Spis treści
Nieznane przyczyny śmierci
W poniedziałek w niewyjaśnionych okolicznościach zmarł Przemysław Górnicki. Z szokującej relacji, którą przekazał serwis „Fakt”, wynika, że dramatyczne sceny miały miejsce na siłowni przy ulicy Składowej w Gnieźnie. To właśnie tam spędzał większość czasy, prowadząc swoje zajęcia oraz pracując nad formą.
Śmierć sportowca wstrząsnęła lokalną społecznością. O zdarzeniu poinformowała telewizja TV Gniezno. Na Facebooku pojawiło się mnóstwo komentarzy z kondolencjami. Jak wskazują doniesienia medialne Górnickiego wspomnieli także byli jego podopieczni.

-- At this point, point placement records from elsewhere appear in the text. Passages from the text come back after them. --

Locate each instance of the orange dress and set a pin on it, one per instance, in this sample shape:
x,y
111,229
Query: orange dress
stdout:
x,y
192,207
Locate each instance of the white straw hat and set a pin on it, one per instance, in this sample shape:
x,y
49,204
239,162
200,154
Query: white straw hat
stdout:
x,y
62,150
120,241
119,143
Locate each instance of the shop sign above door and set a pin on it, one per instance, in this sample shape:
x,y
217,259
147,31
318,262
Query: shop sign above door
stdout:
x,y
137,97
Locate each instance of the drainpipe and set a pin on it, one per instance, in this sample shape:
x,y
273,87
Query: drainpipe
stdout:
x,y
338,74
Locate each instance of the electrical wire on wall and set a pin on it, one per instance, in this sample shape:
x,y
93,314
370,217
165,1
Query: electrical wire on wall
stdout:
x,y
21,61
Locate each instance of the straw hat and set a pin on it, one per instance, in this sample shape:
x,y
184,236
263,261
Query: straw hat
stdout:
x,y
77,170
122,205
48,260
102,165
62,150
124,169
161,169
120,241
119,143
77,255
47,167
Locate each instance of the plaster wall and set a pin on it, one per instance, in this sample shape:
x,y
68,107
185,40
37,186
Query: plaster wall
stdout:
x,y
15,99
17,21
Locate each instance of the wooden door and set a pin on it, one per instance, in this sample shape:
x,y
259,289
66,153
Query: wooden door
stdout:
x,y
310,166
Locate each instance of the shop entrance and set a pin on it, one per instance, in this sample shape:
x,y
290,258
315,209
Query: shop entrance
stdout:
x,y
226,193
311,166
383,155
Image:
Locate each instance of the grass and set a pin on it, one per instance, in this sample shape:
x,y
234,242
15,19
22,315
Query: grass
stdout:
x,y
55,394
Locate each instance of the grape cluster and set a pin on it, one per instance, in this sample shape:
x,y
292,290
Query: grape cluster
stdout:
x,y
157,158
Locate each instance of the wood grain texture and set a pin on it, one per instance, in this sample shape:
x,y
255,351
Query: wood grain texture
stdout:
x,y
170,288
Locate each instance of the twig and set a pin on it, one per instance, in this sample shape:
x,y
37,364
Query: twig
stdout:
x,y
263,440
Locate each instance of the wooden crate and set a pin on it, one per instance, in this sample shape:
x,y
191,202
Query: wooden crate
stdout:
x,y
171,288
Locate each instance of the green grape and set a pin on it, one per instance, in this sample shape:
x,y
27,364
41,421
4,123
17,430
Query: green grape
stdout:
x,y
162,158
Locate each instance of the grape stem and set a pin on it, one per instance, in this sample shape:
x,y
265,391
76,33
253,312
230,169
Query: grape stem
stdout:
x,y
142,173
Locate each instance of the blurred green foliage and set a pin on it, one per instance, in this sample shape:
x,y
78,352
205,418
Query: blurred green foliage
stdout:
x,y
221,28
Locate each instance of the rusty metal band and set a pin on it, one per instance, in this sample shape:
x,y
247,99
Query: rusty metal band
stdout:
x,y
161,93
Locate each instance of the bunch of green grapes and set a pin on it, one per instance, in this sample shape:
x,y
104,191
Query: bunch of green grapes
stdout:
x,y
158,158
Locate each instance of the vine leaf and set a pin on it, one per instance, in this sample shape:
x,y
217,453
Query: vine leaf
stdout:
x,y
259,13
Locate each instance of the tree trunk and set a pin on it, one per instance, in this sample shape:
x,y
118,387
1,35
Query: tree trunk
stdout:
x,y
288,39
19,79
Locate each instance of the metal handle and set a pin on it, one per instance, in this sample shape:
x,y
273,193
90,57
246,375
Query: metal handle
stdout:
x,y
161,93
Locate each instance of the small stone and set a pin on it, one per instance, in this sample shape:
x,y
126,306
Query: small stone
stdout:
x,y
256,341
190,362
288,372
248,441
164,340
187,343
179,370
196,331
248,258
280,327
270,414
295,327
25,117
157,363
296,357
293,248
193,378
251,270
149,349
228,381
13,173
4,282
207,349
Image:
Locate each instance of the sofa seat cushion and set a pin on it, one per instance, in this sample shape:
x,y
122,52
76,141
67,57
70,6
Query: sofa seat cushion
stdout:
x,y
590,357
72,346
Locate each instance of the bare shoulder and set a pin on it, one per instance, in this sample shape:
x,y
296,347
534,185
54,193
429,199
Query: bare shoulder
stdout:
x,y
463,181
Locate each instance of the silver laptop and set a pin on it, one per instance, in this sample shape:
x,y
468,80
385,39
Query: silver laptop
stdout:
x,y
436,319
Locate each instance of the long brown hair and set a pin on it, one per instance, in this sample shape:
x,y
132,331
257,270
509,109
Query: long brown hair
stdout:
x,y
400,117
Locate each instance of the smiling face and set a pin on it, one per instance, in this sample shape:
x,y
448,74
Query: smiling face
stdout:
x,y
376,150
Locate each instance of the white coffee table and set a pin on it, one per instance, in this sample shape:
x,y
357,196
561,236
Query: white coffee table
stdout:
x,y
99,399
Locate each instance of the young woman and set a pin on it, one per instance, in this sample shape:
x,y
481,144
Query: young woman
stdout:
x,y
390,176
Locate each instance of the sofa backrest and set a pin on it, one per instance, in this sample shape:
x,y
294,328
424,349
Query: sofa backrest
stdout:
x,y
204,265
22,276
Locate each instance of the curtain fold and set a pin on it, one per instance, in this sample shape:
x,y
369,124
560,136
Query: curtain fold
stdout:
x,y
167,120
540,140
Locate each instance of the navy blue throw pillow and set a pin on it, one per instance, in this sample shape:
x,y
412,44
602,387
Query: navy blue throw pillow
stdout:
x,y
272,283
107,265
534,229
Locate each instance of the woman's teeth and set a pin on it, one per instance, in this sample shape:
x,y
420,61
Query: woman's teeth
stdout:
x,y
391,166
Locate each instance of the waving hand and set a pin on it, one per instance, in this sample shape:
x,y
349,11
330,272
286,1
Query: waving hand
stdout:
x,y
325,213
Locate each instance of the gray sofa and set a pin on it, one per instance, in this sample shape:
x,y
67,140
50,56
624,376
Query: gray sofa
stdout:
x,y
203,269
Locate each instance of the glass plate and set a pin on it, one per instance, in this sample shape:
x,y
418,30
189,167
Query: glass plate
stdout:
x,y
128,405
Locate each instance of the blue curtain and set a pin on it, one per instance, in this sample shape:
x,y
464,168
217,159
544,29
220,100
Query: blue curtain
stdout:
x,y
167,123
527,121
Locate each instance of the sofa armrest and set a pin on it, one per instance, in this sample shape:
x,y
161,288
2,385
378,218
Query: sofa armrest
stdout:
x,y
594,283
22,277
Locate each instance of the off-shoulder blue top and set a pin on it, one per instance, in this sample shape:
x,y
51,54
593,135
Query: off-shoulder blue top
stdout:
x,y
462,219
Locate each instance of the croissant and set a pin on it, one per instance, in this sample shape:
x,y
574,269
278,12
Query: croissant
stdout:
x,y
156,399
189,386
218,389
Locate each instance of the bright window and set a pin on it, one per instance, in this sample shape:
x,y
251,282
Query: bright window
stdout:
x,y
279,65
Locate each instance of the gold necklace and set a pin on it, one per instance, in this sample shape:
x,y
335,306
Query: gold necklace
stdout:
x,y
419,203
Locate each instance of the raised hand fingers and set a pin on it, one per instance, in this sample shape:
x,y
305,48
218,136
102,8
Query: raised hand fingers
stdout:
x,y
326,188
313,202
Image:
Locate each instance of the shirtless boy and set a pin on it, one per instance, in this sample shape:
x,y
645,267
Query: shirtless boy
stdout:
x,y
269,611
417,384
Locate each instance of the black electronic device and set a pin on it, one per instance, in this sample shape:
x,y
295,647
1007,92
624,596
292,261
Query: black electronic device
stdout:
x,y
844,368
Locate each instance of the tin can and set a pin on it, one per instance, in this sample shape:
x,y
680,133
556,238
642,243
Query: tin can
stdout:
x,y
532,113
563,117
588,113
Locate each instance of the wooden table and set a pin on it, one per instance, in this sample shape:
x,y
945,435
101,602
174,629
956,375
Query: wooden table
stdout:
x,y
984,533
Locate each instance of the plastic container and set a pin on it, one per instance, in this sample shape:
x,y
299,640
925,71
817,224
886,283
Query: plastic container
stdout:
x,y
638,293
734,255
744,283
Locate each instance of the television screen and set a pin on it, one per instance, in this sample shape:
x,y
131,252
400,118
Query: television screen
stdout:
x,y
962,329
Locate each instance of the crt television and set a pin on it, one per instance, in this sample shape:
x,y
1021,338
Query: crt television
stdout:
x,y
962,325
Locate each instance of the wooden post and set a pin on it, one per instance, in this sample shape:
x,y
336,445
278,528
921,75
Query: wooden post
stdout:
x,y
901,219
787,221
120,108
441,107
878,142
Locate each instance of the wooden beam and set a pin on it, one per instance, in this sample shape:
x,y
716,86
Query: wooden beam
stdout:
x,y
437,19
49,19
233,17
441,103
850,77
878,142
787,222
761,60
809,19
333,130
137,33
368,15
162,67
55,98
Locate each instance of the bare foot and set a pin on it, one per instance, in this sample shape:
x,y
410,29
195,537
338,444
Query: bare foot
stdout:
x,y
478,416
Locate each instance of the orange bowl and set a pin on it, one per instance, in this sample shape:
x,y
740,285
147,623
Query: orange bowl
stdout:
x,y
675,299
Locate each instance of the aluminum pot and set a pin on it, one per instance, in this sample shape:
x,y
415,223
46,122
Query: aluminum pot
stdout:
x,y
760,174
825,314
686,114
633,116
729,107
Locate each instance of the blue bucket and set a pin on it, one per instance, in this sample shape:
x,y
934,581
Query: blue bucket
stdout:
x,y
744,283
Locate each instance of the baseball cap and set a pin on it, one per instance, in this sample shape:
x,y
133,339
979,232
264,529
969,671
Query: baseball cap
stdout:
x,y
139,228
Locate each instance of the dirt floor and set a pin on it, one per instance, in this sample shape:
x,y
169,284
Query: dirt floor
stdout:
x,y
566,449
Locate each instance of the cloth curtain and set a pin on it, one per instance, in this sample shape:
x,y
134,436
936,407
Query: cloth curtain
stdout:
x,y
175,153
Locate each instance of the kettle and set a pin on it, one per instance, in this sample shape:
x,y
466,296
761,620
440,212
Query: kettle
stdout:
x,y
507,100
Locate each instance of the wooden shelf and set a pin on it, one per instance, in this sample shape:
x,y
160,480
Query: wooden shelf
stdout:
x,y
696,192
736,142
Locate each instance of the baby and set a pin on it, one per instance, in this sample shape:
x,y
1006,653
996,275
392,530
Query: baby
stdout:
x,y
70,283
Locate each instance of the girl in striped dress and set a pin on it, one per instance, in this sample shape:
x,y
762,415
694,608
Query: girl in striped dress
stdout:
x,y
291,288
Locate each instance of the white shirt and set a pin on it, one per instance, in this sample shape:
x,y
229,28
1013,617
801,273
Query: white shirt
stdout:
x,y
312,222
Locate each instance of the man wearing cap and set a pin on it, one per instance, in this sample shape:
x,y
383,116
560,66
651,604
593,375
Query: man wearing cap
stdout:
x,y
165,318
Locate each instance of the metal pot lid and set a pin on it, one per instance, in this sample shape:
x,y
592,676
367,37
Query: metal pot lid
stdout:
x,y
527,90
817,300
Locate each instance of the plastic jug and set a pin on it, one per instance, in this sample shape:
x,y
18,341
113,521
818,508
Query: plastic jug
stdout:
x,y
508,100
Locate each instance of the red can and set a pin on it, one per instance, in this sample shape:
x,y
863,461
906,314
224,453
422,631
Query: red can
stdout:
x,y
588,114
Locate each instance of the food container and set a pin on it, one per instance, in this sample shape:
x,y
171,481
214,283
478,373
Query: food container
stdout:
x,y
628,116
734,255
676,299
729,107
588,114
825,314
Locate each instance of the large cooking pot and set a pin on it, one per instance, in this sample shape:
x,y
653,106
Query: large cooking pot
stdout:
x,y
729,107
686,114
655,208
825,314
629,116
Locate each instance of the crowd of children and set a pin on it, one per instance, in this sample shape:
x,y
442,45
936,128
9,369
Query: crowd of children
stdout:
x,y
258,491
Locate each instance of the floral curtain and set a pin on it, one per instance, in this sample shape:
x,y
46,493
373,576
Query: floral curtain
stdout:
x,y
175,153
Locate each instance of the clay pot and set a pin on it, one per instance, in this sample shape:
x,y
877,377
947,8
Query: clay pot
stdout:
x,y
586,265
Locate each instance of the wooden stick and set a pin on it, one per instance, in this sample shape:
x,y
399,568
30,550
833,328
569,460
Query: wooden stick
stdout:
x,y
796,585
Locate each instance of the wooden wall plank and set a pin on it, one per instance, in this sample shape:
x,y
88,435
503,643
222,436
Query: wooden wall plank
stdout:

Z ustaleń wynika, że 34-latek zasłabł około godz. 16.00. Początkowo pomocy udzielili świadkowie, a następnie zespół ratownictwa mecycznego. Niestety po godzinie stwierdzono zgon.
– Zgłoszenie wypłynęło o godzinie 15.44. Wiadomo, że przeprowadzono reanimację, mimo to nie udało się uratować mężczyzny. Na miejscu pojawił się prokurator, który zdecydował o przekazaniu ciała rodzinie
– poinformowała asp. sztab. Anna Osińska, rzeczniczka Komendy Powiatowej Policji w Gnieźnie.
Na miejsce dotarła także policja. Obecnie śledczy badają sprawę. Dalsze informacje ws. śmierci mają pojawić się po przeprowadzeniu sekcji zwłok.
Sukcesy zawodowe
Lokalne media informują, że Górnicki był znaną osobą w Gnieźnie. Popularność zyskał tytułem mistrza Europy w trójboju siłowym. Od dwunastu lat był poważanym trenerem personalnym.
Sięgnął również po brązowy medal Mistrzostw Europy GPC i kilkukrotnie zdobył tytuł Mistrzostw Polski GPC. 34-latek mógł poszczycić się kilkoma rekordami.
Wielu sportowców, których trenował chciało pójść w jego ślady.
Przemysław Górnicki bardzo często swoimi zmaganiami na siłowni dzielił się w mediach społecznościowych.
Jego profil na Instagramie obserwuje 3 272 użytkowników.